- Born: Bristol, England, United Kingdom
- Occupation: Actress
- Years active: 2000–present

= Nathalie Pownall =

British actress

Nathalie Pownall is a British Actress and Film Maker.

==Early life==
She grew up in Bristol and was a member of the Bristol Old Vic Youth Theatre before moving to London to train professionally.

==Career==
Nathalie has an acting career that spans Film, Television, Theatre and Audio.

===Film and television===
She has appeared as a guest lead in BBC series Casualty, Doctors and ITV's Doc Martin with Martin Clunes. In 2008, she played Maia Sturn, the solo role in an online viral series 'Emergency Subnet' for Channel 4 to promote and launch the American Animated series Afterworld in the UK.

She also played Timmy in British Horror Credo (The Devil's curse USA). She also played Eve in the 2015 film Scrawl.

On 1 December 2022, she appeared in an episode of the BBC soap opera Doctors as Gweneth Lully.

===Voice Work===
Alongside commercial work, She was the voice for the Crystal Palace Dinosaur Trail and various audio tracks for the English Heritage and National Trust.

In 2017, Nathalie pioneered a series of female voiced audio devotionals from the Passion Translation of the Bible and with the endorsement of Broadstreet Publishing. They were launched Internationally through audible.

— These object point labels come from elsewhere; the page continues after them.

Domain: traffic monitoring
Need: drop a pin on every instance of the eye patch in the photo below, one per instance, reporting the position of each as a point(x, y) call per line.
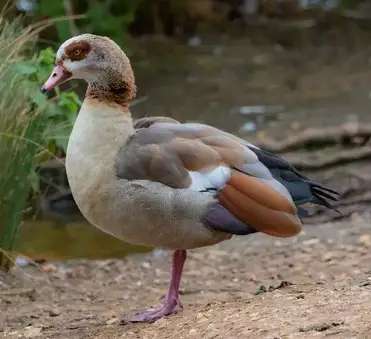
point(77, 51)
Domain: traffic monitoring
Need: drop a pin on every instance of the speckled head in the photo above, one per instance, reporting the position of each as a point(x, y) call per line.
point(97, 60)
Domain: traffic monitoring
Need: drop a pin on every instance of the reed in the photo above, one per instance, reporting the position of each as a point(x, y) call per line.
point(21, 131)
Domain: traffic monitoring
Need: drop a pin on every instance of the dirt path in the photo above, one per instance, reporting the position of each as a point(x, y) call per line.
point(327, 267)
point(326, 291)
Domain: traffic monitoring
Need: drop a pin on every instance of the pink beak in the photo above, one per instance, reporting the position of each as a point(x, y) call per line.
point(58, 76)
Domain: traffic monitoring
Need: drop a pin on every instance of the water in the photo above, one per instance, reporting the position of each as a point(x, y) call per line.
point(52, 240)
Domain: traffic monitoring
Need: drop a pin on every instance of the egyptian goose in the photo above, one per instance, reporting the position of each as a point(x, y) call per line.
point(164, 184)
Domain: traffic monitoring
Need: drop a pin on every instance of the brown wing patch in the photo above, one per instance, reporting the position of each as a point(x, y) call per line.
point(148, 121)
point(78, 50)
point(259, 206)
point(167, 151)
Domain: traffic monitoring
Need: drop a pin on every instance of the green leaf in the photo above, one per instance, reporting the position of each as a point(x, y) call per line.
point(25, 68)
point(39, 99)
point(34, 181)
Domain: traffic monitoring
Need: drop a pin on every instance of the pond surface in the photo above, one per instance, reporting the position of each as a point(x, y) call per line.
point(48, 239)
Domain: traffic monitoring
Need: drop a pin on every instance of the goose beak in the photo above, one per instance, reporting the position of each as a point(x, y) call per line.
point(58, 76)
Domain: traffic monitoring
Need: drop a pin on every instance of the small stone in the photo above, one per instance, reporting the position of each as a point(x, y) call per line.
point(112, 321)
point(365, 239)
point(192, 332)
point(47, 268)
point(146, 265)
point(32, 332)
point(54, 312)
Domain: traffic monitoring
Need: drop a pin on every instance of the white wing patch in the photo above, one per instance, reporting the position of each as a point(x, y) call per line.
point(215, 179)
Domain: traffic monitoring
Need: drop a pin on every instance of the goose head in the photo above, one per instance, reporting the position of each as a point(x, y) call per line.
point(100, 62)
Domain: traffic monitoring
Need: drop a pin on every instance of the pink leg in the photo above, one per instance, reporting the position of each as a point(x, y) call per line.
point(172, 297)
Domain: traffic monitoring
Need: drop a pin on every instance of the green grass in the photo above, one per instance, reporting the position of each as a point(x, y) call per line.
point(21, 132)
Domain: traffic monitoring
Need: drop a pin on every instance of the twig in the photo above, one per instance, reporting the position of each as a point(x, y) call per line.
point(322, 137)
point(324, 161)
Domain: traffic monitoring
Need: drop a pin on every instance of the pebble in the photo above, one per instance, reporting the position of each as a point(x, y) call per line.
point(32, 332)
point(146, 264)
point(365, 239)
point(112, 321)
point(54, 312)
point(192, 332)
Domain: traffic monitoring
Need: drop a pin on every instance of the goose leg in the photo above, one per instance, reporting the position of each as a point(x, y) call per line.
point(172, 297)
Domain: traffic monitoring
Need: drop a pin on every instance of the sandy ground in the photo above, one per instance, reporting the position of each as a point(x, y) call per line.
point(321, 289)
point(323, 275)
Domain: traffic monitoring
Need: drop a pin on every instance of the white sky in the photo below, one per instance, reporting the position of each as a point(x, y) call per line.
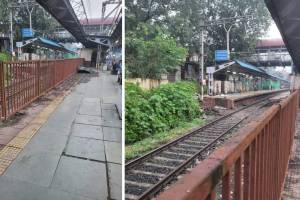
point(273, 32)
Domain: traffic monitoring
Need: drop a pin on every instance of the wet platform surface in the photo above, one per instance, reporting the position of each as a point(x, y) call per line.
point(292, 181)
point(76, 154)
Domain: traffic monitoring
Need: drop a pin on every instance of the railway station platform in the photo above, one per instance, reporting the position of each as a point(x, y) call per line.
point(292, 182)
point(231, 101)
point(71, 150)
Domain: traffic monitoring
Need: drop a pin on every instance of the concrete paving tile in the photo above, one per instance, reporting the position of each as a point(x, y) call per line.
point(81, 177)
point(108, 106)
point(55, 128)
point(37, 168)
point(110, 115)
point(51, 143)
point(91, 100)
point(113, 151)
point(87, 131)
point(4, 139)
point(90, 120)
point(115, 181)
point(86, 148)
point(90, 109)
point(112, 134)
point(112, 123)
point(11, 189)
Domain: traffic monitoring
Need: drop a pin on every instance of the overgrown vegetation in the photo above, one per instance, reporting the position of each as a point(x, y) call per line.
point(183, 20)
point(151, 53)
point(160, 109)
point(141, 147)
point(5, 56)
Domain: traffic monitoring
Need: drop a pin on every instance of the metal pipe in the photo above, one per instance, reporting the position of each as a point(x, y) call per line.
point(11, 34)
point(202, 64)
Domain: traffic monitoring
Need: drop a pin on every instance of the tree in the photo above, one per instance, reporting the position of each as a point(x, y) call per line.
point(183, 20)
point(153, 54)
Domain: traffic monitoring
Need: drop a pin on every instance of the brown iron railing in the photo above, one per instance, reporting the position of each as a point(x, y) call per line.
point(251, 166)
point(23, 82)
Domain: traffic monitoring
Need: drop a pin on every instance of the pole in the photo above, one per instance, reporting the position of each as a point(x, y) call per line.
point(228, 38)
point(30, 21)
point(202, 64)
point(11, 34)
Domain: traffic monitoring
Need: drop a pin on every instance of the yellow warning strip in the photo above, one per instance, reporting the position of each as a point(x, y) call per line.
point(9, 153)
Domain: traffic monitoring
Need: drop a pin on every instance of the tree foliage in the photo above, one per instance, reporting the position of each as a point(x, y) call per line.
point(160, 109)
point(150, 53)
point(183, 20)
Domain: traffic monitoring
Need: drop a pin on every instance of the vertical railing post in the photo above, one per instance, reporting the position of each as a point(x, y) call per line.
point(38, 75)
point(3, 95)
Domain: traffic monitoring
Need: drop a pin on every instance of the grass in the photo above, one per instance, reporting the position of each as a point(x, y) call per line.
point(142, 147)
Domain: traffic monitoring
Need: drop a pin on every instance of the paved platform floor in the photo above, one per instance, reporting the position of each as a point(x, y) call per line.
point(292, 182)
point(76, 154)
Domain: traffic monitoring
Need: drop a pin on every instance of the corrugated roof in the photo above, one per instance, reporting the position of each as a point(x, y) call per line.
point(278, 42)
point(249, 66)
point(50, 42)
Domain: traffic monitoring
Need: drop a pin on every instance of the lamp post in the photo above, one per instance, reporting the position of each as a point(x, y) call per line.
point(202, 64)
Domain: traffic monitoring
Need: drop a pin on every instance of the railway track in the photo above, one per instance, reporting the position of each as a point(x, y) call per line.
point(149, 174)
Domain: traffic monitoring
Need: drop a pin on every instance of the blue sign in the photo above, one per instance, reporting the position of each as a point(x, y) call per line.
point(221, 55)
point(27, 33)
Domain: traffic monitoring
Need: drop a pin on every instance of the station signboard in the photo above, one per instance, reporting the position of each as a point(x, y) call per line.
point(221, 55)
point(27, 33)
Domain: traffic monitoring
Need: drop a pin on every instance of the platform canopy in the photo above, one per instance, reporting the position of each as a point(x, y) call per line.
point(244, 68)
point(286, 14)
point(46, 43)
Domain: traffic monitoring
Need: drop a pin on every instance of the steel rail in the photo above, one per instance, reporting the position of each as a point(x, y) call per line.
point(165, 180)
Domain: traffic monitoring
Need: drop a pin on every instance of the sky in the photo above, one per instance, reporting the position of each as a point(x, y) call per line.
point(273, 32)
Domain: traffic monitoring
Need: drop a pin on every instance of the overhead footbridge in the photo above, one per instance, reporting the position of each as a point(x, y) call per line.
point(63, 12)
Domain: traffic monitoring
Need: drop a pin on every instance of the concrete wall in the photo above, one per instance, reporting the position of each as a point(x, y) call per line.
point(86, 54)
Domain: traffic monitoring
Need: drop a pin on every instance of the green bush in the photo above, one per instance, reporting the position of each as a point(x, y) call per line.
point(5, 56)
point(159, 109)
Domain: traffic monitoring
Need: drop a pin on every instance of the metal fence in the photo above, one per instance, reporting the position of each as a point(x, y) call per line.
point(23, 82)
point(251, 165)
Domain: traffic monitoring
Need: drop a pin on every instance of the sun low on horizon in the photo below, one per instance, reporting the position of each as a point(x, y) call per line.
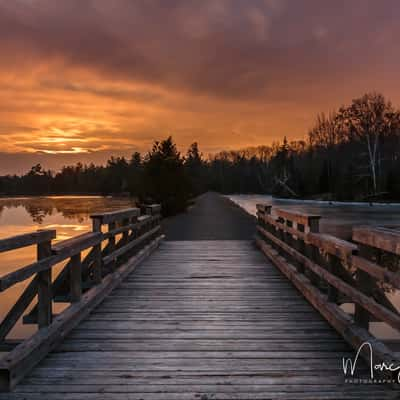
point(80, 81)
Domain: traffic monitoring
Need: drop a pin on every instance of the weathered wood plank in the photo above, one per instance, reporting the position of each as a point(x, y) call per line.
point(20, 360)
point(113, 216)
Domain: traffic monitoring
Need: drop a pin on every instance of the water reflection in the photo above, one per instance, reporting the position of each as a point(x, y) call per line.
point(68, 215)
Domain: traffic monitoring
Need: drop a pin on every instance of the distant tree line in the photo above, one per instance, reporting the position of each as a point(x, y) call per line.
point(350, 154)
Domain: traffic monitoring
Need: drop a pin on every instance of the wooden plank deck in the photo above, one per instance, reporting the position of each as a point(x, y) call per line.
point(199, 320)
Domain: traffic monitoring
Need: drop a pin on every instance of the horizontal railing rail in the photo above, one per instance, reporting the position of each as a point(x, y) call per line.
point(330, 271)
point(95, 262)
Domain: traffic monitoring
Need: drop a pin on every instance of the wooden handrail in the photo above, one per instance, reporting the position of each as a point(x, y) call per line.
point(81, 282)
point(378, 237)
point(319, 265)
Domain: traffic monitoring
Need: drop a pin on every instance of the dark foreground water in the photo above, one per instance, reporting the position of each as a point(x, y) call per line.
point(69, 215)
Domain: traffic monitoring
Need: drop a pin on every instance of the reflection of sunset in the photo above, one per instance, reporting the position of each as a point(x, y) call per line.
point(225, 74)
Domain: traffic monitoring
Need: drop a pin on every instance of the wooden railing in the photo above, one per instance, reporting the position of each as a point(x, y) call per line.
point(118, 242)
point(331, 271)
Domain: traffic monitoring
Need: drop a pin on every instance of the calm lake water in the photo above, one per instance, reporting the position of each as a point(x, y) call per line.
point(338, 220)
point(69, 215)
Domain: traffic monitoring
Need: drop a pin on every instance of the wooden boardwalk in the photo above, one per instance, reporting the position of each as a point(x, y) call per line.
point(199, 320)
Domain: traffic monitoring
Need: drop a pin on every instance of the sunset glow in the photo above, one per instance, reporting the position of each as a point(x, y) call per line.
point(80, 81)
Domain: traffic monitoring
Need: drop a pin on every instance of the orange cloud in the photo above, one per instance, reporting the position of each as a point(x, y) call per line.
point(83, 80)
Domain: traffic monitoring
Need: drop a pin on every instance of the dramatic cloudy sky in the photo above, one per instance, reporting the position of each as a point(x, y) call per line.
point(82, 79)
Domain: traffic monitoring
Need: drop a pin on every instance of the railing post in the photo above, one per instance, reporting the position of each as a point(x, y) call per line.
point(300, 247)
point(97, 261)
point(44, 316)
point(75, 275)
point(312, 251)
point(363, 280)
point(333, 265)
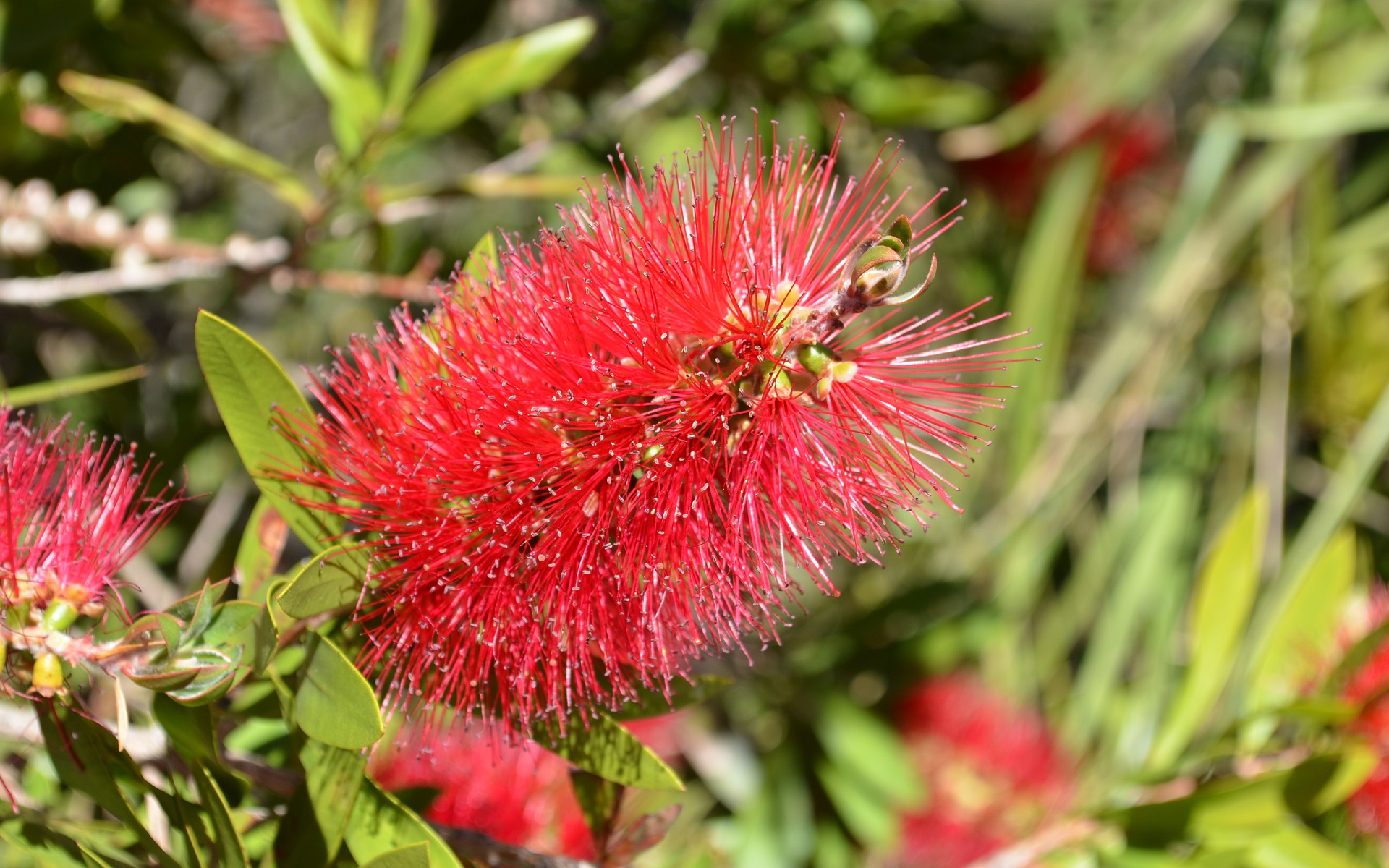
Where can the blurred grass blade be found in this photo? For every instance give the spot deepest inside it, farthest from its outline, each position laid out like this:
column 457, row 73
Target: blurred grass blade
column 1074, row 610
column 359, row 31
column 495, row 72
column 1306, row 629
column 353, row 95
column 1113, row 69
column 1314, row 120
column 52, row 391
column 131, row 103
column 1164, row 524
column 417, row 30
column 1220, row 611
column 1333, row 510
column 1046, row 291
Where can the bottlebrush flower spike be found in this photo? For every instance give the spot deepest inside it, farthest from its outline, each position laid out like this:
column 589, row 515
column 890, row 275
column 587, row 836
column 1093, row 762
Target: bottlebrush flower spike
column 995, row 774
column 72, row 511
column 603, row 460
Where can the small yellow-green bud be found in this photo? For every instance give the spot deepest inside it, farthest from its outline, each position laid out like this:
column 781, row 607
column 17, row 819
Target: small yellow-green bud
column 815, row 357
column 59, row 616
column 48, row 674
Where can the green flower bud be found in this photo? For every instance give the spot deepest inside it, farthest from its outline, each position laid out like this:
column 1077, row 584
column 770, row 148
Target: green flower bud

She has also been the narrator of several audio books.

==Other Ventures==
===Charitable===
In 2006 she helped set up Tutuma, a charitable initiative led by leading HIV medical professionals and Actors, that ran theatre and dance workshops for orphans in Zimbabwe. The same year Tutuma was commissioned to perform Zimbabwe's first production of Closer by British Playwright Patrick Marber play at HIFA - Harare International Festival of the Arts.

===Mentoring===
Nathalie also serves as a Chaplain in a young offenders prison. Inspired by an experience growing up, she created and produced 'Wake-Up' alongside 8 of the young men that she mentors. The film was written by the 8 men to challenge societies stereotypes of what it means to be a young man in prison. Nathalie's vision was awarded funding from the Mayor of London and upon completion, the short film garnered the interest of Amazon Prime where it was made available to stream.